A primeira iniciativa oficial de se efetivamente revelar as arbitrariedades do período só adquiriu contornos delineados em 2007, durante o segundo mandato do presidente Luiz Inácio Lula da Silva (PT), ele também um anistiado político, com o lançamento do livro-relatório Direito à memória e à verdade , resultado de onze anos de atividades da Comissão Especial sobre Mortos e Desaparecidos Políticos. Primeiro documento oficial do Estado brasileiro a atribuir a integrantes das forças de segurança crimes como tortura, estupro, esquartejamento, decapitação, ocultação de cadáveres e assassinato de opositores do regime militar que já estavam presos e, portanto, impossibilitados de reagir, a obra de aproximadamente 500 páginas reconstitui a trajetória da comissão e vinha sendo aguardada desde pelo menos 2004. Só foi realizada com a chegada de Paulo Vannuchi à Secretaria Especial dos Direitos Humanos. Jornalista, ex-preso político e um dos autores de Brasil: nunca mais , o próprio Vannuchi responde, juntamente com outras duas redatoras, pelo texto final do livro-relatório. “A partir de agora temos um livro oficial com carimbo do governo federal, que incorpora a versão das vítimas”, declarou o então ministro à época de seu lançamento ( DANTAS, 2004, p.10; BRASIL, 2007a, p. 17, 2007b; MERLINO, 2007 ).
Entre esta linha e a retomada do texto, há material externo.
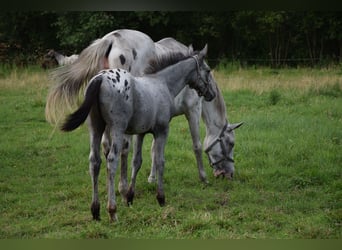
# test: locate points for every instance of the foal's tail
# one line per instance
(72, 78)
(77, 118)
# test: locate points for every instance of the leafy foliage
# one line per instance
(252, 37)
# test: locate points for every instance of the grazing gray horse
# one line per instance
(219, 140)
(120, 103)
(132, 50)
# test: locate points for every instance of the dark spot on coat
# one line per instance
(108, 50)
(122, 59)
(134, 52)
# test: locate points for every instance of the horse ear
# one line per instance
(234, 126)
(203, 52)
(191, 49)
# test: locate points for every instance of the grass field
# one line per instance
(288, 166)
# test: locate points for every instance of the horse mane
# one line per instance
(162, 62)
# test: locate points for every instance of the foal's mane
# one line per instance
(162, 62)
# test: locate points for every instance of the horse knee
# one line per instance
(197, 147)
(95, 162)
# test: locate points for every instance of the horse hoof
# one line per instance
(130, 197)
(95, 210)
(112, 214)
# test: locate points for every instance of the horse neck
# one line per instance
(214, 114)
(178, 75)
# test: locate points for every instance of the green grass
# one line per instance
(288, 168)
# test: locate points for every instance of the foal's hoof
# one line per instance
(130, 197)
(161, 199)
(112, 214)
(151, 179)
(95, 210)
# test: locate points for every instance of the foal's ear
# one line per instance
(203, 52)
(191, 49)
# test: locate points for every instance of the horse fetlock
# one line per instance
(130, 196)
(123, 188)
(112, 213)
(152, 179)
(161, 198)
(95, 210)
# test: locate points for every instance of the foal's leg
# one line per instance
(152, 176)
(193, 118)
(123, 186)
(159, 147)
(137, 161)
(112, 164)
(95, 130)
(106, 142)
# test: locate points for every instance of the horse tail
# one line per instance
(77, 118)
(70, 79)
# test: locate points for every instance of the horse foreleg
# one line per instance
(112, 164)
(123, 186)
(94, 169)
(106, 142)
(159, 147)
(152, 176)
(194, 125)
(137, 161)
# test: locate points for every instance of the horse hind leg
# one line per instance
(112, 164)
(193, 120)
(159, 147)
(152, 177)
(123, 186)
(137, 161)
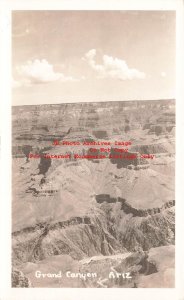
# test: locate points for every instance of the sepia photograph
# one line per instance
(93, 148)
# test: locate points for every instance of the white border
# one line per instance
(6, 292)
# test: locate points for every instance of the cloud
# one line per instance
(112, 67)
(15, 83)
(40, 71)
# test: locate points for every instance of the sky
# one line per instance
(69, 56)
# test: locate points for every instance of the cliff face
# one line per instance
(105, 215)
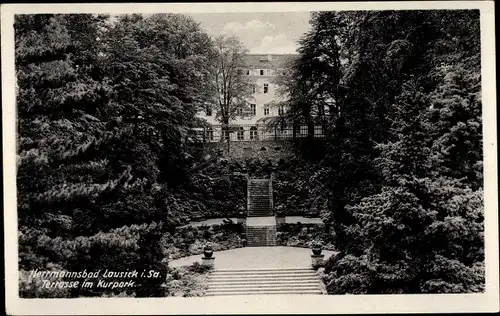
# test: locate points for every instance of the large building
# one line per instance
(262, 69)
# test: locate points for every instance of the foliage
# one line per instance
(304, 235)
(403, 174)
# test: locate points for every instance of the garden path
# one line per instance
(257, 258)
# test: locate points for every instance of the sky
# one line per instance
(260, 32)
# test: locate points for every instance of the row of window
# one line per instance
(253, 110)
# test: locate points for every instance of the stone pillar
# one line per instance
(208, 261)
(317, 261)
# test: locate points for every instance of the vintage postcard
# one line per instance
(250, 158)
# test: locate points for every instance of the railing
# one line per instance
(248, 132)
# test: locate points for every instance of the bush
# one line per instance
(304, 235)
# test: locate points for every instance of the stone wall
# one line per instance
(263, 149)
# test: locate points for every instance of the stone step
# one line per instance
(263, 292)
(262, 270)
(296, 285)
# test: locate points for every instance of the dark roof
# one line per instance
(261, 60)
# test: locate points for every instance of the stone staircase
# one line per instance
(261, 224)
(263, 282)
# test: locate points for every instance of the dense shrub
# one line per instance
(187, 241)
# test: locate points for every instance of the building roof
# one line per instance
(269, 61)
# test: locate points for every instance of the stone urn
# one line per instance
(208, 251)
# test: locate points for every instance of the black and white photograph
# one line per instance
(195, 157)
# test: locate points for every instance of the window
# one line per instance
(210, 134)
(225, 134)
(253, 132)
(281, 110)
(241, 133)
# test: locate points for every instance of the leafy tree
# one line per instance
(101, 105)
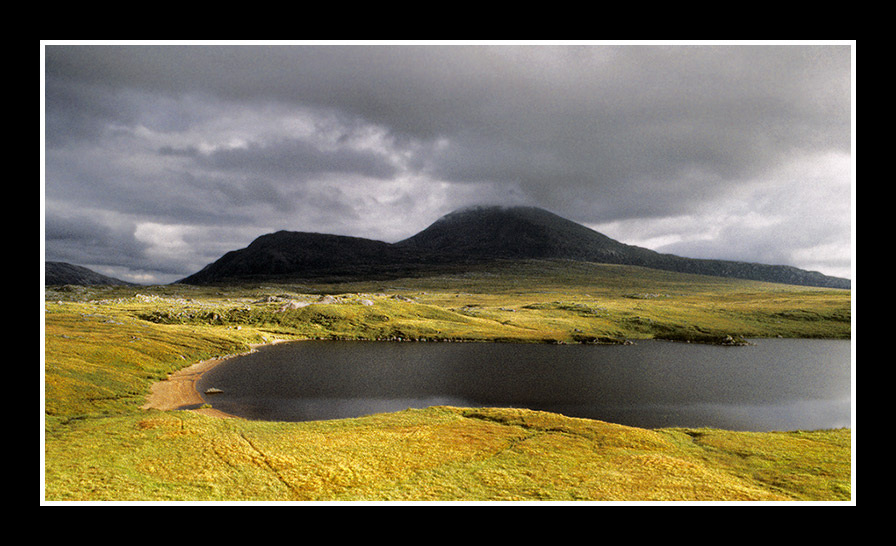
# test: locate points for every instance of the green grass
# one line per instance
(105, 347)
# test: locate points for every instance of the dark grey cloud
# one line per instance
(213, 145)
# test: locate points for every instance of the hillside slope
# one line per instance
(472, 235)
(61, 273)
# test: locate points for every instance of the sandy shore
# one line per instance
(178, 391)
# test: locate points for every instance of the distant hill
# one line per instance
(466, 236)
(61, 273)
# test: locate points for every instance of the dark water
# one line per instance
(776, 384)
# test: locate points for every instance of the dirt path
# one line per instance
(178, 391)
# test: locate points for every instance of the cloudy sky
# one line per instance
(159, 158)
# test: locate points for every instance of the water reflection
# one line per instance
(772, 385)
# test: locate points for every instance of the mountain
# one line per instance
(466, 236)
(61, 273)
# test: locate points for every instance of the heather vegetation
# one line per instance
(105, 347)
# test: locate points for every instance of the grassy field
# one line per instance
(104, 348)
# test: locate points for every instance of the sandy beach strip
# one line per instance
(178, 391)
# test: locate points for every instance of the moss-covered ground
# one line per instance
(104, 347)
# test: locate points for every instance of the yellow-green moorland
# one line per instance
(105, 347)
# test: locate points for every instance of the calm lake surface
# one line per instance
(775, 384)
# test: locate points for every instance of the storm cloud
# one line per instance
(159, 158)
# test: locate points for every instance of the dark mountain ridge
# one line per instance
(467, 236)
(62, 273)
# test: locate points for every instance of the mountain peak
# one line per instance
(474, 234)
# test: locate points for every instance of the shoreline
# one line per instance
(178, 391)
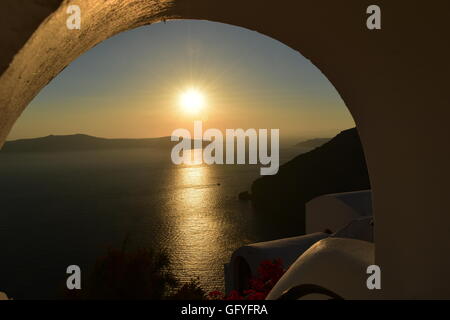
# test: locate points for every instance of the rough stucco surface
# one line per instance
(394, 82)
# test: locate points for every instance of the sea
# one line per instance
(69, 208)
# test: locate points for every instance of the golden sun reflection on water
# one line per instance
(198, 228)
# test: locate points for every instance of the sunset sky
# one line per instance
(130, 86)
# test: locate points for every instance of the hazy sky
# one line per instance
(129, 86)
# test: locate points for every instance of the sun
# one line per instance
(192, 100)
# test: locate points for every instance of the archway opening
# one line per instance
(250, 84)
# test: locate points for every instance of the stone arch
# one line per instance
(389, 80)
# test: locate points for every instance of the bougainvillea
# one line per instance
(268, 274)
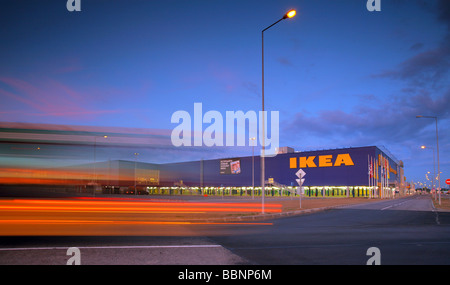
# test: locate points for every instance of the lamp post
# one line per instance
(289, 14)
(437, 154)
(253, 166)
(434, 169)
(95, 170)
(135, 160)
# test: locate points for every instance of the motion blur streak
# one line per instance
(102, 216)
(93, 205)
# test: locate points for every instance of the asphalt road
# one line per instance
(405, 231)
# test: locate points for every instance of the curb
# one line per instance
(261, 217)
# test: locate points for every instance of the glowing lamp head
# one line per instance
(290, 14)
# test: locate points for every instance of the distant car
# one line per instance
(130, 191)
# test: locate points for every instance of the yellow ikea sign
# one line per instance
(321, 161)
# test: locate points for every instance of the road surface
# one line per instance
(405, 231)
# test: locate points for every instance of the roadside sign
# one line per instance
(300, 174)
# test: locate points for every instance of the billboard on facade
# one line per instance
(230, 166)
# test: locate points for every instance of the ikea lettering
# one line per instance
(321, 161)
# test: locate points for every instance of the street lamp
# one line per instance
(95, 170)
(434, 169)
(253, 166)
(437, 152)
(289, 14)
(135, 160)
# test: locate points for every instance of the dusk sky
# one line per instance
(339, 75)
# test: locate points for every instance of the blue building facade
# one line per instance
(359, 166)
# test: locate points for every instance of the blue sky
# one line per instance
(339, 75)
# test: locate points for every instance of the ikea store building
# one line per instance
(358, 172)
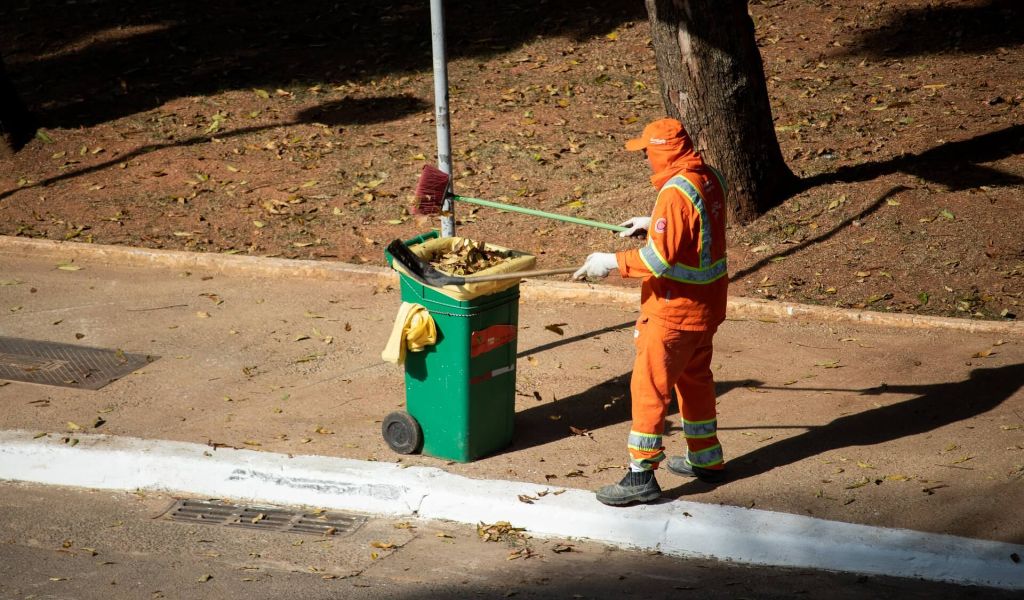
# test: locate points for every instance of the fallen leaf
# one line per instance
(556, 328)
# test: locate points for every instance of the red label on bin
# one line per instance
(491, 338)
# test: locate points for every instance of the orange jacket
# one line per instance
(683, 265)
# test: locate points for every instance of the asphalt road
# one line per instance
(64, 544)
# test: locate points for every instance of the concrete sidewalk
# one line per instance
(916, 428)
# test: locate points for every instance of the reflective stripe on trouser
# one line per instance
(670, 358)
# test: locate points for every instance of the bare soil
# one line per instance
(274, 129)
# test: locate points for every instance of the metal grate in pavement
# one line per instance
(65, 365)
(266, 518)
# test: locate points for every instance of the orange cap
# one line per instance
(660, 132)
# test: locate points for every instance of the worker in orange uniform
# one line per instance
(682, 302)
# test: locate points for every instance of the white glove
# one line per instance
(597, 265)
(637, 226)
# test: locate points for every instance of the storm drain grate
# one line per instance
(65, 365)
(265, 518)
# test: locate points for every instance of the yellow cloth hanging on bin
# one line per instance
(414, 329)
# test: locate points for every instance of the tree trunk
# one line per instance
(16, 125)
(713, 81)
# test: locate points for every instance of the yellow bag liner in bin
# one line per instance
(518, 261)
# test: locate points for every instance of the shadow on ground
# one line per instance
(79, 63)
(604, 404)
(936, 405)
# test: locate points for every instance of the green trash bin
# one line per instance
(460, 393)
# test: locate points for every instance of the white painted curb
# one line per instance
(679, 527)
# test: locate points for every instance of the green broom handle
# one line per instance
(537, 213)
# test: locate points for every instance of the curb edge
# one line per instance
(739, 308)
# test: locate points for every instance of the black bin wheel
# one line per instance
(402, 433)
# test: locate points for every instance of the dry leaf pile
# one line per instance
(468, 257)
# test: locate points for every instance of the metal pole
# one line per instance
(440, 109)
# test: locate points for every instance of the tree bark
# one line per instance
(713, 81)
(16, 124)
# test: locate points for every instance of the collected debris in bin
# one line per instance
(467, 257)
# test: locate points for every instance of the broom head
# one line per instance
(430, 190)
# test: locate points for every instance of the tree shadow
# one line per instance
(363, 111)
(79, 63)
(345, 112)
(604, 404)
(937, 405)
(946, 29)
(807, 243)
(955, 165)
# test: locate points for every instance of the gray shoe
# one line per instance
(635, 486)
(680, 466)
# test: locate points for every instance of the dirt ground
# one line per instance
(273, 129)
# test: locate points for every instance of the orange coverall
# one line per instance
(683, 299)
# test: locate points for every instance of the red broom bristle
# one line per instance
(430, 190)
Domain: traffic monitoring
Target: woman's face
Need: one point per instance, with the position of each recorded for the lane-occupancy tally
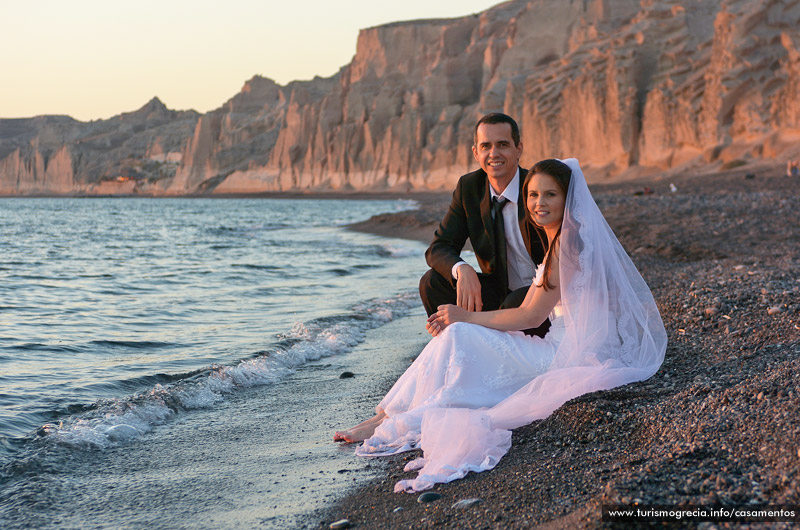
(545, 201)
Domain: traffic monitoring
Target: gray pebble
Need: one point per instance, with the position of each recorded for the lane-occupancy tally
(429, 496)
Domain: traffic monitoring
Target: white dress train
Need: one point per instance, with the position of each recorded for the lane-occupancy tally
(466, 366)
(471, 385)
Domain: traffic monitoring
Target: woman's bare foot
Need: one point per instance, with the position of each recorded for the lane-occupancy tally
(360, 432)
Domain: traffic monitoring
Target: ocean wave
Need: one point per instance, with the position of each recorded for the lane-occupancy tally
(117, 421)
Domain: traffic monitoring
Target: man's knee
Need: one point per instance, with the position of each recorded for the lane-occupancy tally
(435, 290)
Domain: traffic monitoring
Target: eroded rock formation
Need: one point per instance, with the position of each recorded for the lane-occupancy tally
(626, 85)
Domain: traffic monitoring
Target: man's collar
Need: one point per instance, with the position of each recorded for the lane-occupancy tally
(512, 190)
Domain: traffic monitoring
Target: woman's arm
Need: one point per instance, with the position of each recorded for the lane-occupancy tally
(532, 313)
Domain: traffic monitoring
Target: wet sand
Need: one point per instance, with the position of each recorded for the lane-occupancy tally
(720, 421)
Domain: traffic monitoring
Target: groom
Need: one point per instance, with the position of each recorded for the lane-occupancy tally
(488, 207)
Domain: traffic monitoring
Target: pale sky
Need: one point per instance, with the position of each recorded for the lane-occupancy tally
(93, 59)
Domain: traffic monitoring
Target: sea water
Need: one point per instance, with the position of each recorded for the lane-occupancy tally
(122, 319)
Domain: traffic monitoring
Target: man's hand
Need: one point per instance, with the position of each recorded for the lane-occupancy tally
(468, 289)
(446, 315)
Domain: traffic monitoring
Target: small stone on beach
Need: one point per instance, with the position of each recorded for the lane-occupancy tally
(429, 496)
(466, 503)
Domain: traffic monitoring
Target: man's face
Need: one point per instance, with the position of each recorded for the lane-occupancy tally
(496, 153)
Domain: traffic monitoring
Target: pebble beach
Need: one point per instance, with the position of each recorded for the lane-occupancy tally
(718, 424)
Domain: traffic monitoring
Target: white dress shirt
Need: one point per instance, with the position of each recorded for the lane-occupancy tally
(520, 264)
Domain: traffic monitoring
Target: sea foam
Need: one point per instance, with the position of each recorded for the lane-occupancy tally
(117, 421)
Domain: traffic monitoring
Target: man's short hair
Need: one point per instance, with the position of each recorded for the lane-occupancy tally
(498, 117)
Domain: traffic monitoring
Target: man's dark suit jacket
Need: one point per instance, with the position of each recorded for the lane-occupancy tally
(470, 216)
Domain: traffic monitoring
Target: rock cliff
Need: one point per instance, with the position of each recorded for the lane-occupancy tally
(628, 86)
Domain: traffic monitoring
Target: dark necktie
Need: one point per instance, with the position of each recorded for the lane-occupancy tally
(500, 239)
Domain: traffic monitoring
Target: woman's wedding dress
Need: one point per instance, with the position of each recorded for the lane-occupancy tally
(471, 385)
(466, 366)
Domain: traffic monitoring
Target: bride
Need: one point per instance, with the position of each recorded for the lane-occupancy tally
(479, 377)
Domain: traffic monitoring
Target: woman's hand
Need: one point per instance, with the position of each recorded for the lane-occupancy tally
(446, 315)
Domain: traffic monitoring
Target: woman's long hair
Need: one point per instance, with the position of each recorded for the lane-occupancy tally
(561, 173)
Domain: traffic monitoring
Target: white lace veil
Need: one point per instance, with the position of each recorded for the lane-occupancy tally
(614, 335)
Concebida como reportagem e com críticas ao próprio governo Lula, consta da obra que ao término dos trabalhos da comissão foram derrubadas as versões oficiais indicando que as vítimas haviam sido mortas durante tentativas de fuga, tiroteios, ou que teriam cometido suicídio. As investigações realizadas conseguiram demonstrar que a maioria absoluta dos opositores foi presa, torturada e executada. Bastante crítico em relação à interpretação dada à anistia, o livro-relatório também fala em “terror de Estado”, sustenta que as vítimas “morreram lutando como opositores políticos de um regime que havia nascido violando a constitucionalidade democrática” e explicita a necessidade de os militares, especialmente aqueles que participaram diretamente das operações, revelarem a verdade há anos ocultada. “Sua oitiva formal pelos comandos superiores seguramente decifrará mistérios e contradições, permitindo um trabalho eficaz de localização dos restos mortais.” ( BRASIL, 2007a, p. 27, 30 ) . Do projeto Direito à memória e à verdade também faz parte uma exposição fotográfica itinerante, denominada “A ditadura no Brasil 1964-1985”. Nos últimos anos têm sido inaugurados memoriais intitulados “Pessoas Imprescindíveis” – painéis e esculturas que recuperam um pouco da história de mortos e desaparecidos políticos.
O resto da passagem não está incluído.